Meine Themenschwerpunkte für Walberberg und Bornheim sind: 

  • Keine weiteren Neubaugebiete in Walberberg. Unsere Straßen vertragen keine weitere großflächige Bebauung, insbesondere keine weitere Hangbebauung.
  • Ausbau sicherer Fuß- und Schulwege im gesamten Stadtgebiet
  • Erweiterung des “Berghüpfers“ Linie 745 bis zur Haltestelle Linie 18 in Brühl Schwadorf, sowie Anschluss der Coloniastrasse
  • Ausbau des Radverkehrsnetzes im gesamten Stadtgebiet
  • 2-gleisiger Ausbau der Stadtbahnlinie 18 & neue 10-Minuten-Taktung 
  • Schneller Breitbandausbau in ganz Walberberg
  • Stärkung der regionalen Produzenten und Anbieter
  • Erhalt der Frischluftschneisen zwischen den Ortschaften
  • Umwandlung aller städtischen Brachflächen in ökologisch wertvolle Flächen und die Unterstützung privater Initiativen
  • Stärkung und Erhalt des örtlichen Vereinslebens
  • Abwägung des Standortes für Windräder nach gemeinschaftlichen Bürgerinteressen und nicht nach parteipolitischen Ideologien

Die nächsten Jahre werden auch in Walberberg von den wirtschaftlichen Folgen der Corona-Krise und des Klimawandels in unserer Region geprägt sein. Wir wollen auf zukunftsgewandte Lösungen setzen.

Walberberg ist für junge Familien nur mit personell gut ausgestatteten Kindertagesstätten und offenen Ganztagsschulen attraktiv. Hier müssen wir kreativ und schnell Verbesserungen erreichen. Corona hat außerdem deutlich gemacht, wie wichtig für unsere Schulen und Familien eine moderne digitale Ausstattung und ein leistungsstarkes Internet ist.

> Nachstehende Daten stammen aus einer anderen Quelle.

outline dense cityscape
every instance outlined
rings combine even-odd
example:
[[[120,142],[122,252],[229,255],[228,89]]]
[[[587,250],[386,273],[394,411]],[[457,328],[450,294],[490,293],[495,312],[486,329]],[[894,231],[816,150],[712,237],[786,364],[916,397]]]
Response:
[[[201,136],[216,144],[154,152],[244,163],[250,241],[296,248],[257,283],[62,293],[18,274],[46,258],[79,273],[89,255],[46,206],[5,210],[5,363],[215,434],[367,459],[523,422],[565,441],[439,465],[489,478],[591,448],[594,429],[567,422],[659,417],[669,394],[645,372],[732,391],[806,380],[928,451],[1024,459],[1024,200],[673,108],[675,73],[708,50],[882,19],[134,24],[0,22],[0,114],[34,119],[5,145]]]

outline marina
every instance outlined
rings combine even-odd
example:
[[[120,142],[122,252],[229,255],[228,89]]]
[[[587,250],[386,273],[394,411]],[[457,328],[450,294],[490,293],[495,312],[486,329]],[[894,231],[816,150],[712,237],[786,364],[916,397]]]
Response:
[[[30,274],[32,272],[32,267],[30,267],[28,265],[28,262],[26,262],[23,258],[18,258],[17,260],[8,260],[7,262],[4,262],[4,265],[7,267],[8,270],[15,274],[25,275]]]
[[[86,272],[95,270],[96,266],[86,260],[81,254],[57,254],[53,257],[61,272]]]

Unsere Wälder kämpfen mit Dürre und Schädlingsbefall, unsere Landwirtschaft steht vor neuen, nie dagewesenen Herausforderungen. Hier müssen wir jetzt die richtigen Entscheidungen für die nächsten Jahre treffen. Nur ohne ideologische Scheuklappen können wir wirtschaftlichen Einbußen entgegenarbeiten und die besten Lösungen für Bornheim finden.

Im Besonderen liegt mir die Nahversorgung mit regionalen und ökologischen Lebensmitteln, auch von kleineren landwirtschaftlichen Betrieben am Herzen. Das Vorgebirge soll seinen (noch) unverkennbaren ländlichen Charakter erhalten.  

Ich bin 54 Jahre alt, habe vier Kinder (3, 6, 9 und 20 Jahre alt) und wohne seit über 20 Jahren in Walberberg. Aber vielleicht kennen Sie mich ja bereits aus meiner langjährigen Tätigkeit in der Vereinsgemeinschaft? Oder vom  Walberberger Traktortreffen, das ich alljährlich zum Pfingstfest mit den Oldtimerfreunden organisiere?